Дверь открылась, какой-то молодой парень, тоже в гражданке, занес четыре стула, попарно удерживая их в каждой руке за спинки. Сказал: «Садитесь» — и вышел.

Расселись, взяв младших на колени. При этом даже не заметили, как связист сделал все свои дела и протянул Маше большие наушники и тангенту, сказав:

— Вот тут переключайте с приема на передачу… понимаете, о чем я?

— Да, да, конечно, — засуетилась она, пристраивая наушники на голове. — Андрей! Андрей!

В наушниках что-то слабо гудело, радист сделал страшное лицо, показав пальцем на тангенту. Она спохватилась, отпустила клавишу, успев услышать начинавшуюся с середины фразу:

— …тебя, слышу. Дорогая, как вы там? Прием.

— Нормально! — Она почему-то кричала, хотя слышно было неплохо, с помехами и шумом, но чисто, и голос легко узнавался. — Нормально устроились, все в порядке, все живы-здоровы, Настя уже в больнице, вот-вот родит, может, уже сегодня!

Она опять отпустила клавишу с опозданием, услышала:

— …порядке. Жив-здоров, еду к вам, скоро буду. Дети как? Прием.

Сначала она не поняла, что за «прием», потом сообразила, что это ей сигнал — можно опять нажимать клавишу передачи. То есть вот как надо, чтобы слышать все, а не обрывки.

— У детей все отлично! — Она запнулась, вспомнив про Бубу, но потом решила сказать сейчас: глупо скрывать. — У тебя теперь их трое, я взяла девочку. Много детей без родителей, — и добавила: — Прием.

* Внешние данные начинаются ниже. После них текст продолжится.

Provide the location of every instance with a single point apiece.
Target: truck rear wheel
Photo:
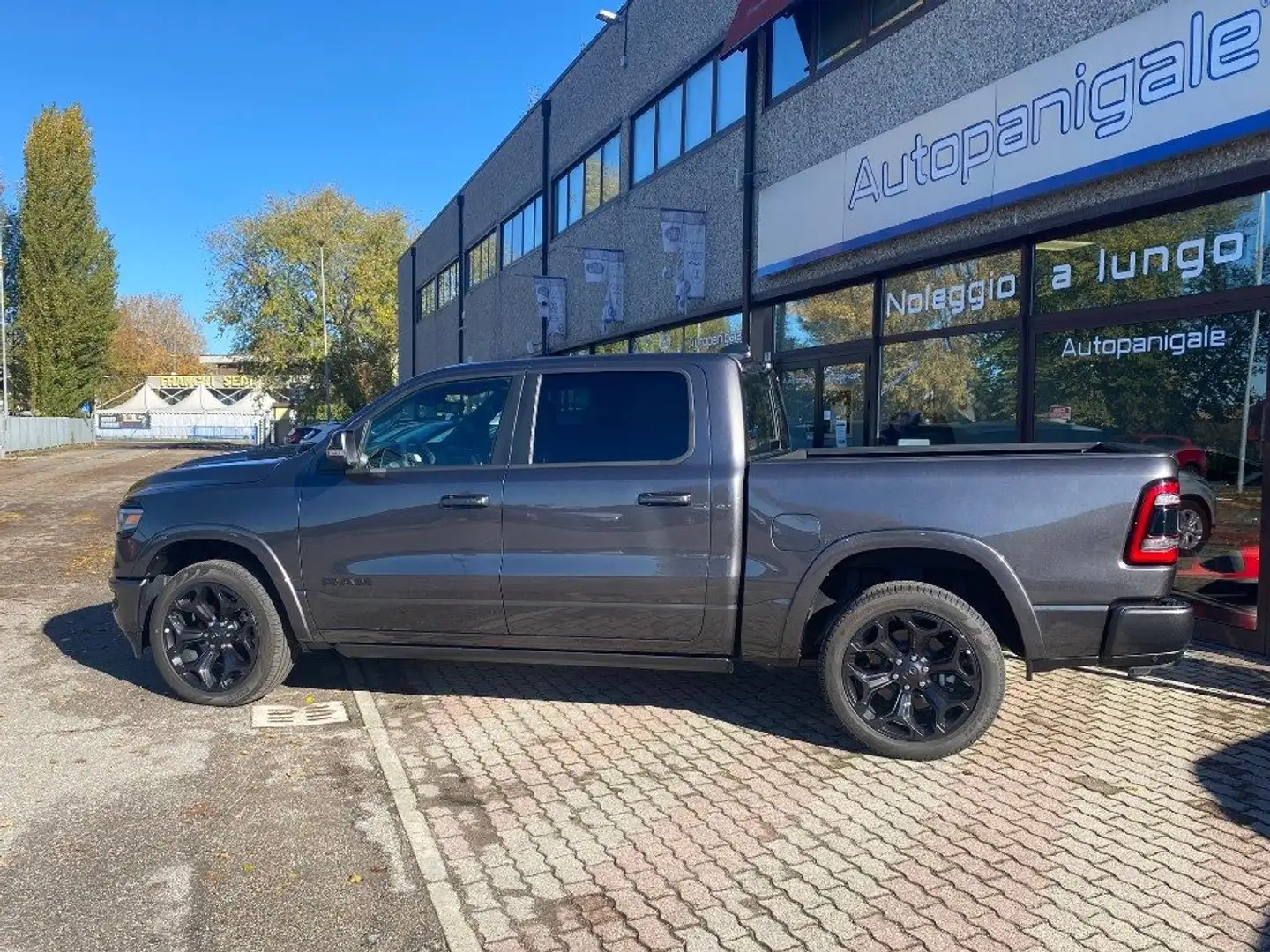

— Правильно сделала! — послышалось в наушниках. — Маленькая? Прием.

— Чуть старше Сашки, — ответила она, обрадовавшись такой реакции. — Чудо что за девочка, модная и томная — жуть. Как я в детстве, так что любить будешь, гарантирую. Прием.

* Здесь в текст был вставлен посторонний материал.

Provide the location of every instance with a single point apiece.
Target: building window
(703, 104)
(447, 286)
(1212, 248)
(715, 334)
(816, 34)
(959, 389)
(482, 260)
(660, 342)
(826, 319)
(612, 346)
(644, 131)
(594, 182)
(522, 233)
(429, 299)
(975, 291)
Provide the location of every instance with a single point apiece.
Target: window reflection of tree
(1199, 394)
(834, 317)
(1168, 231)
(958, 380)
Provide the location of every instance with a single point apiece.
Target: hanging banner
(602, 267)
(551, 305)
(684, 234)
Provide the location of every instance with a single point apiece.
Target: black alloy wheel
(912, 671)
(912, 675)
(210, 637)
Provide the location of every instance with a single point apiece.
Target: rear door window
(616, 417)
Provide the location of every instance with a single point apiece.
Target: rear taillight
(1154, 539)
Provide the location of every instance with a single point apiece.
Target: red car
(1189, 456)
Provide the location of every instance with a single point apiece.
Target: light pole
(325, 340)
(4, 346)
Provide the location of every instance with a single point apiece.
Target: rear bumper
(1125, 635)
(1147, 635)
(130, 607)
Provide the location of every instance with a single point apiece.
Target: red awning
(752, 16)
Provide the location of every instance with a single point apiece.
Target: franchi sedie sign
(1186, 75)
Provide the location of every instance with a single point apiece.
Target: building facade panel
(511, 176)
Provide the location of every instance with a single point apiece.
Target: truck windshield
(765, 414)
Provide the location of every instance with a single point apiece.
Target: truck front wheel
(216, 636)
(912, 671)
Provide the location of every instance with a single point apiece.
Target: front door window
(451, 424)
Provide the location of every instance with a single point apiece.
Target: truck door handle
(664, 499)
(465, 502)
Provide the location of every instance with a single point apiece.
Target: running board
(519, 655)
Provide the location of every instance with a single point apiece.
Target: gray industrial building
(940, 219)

С «приемом» и вправду лучше получалось, разговор наладился. Никто не торопил, никто не мешал. Узнала, что добрался он из Америки на корабле с попутчиками до Испании, там разжился машиной. Все есть, всего хватает, сейчас выбирает маршрут для дальнейшей поездки. Можно будет или примкнуть к колонне, идущей сушей, или дождаться судна до Питера. Так удобней — знай спи в каюте, но тогда в Питере придется добывать машину, а ту, что есть, — бросать здесь, в Мюйдене, это такой городок возле Амстердама.

Она рассказала, как они перебрались в «Пламя», как устроились, сказала про дом, чему он здорово обрадовался. Потом говорили дети, болтал Володя, потом опять она. Болтали бы целый день, но связист постучал пальцем по часам у себя на запястье, намекнув на то, что у него другой сеанс связи намечается и пора освобождать аппаратуру. Пришлось прощаться. Всплакнула, никого не стесняясь, спросила только:

— И когда будешь? — всхлипнула, добавила: — Прием.

— Скоро, — ответил он. — Две-три недели, не больше, а может, и быстрее. Не хочу просто один ехать, лучше с людьми. Прием.

— Это правильно, — одобрила она, — одному не надо, про дороги сейчас чего только не рассказывают. Я бы вообще морем советовала. Прием.

— Учту.

Потом прощались, а потом сеанс связи закончился.

21 июня, четверг, утро. Мюйден, окрестности Амстердама

На следующий день начал искать себе занятия, потому что делать было нечего. Все назойливей в мозгу ворочалась мысль насчет того, чтобы плюнуть на все ожидания, загрузиться в «ивеку» и отправиться к Москве путем сухопутным. Пообедал, не торопясь настолько, что задницу отсидел на деревянном стуле, пива попил, у каналов погулял. Границы безопасной зоны определяли маршруты моих прогулок, и вскоре обнаружилось, что границы эти тесноваты. Городок крошечный, а его окраина уже и ограда: дальше только на свой страх и риск.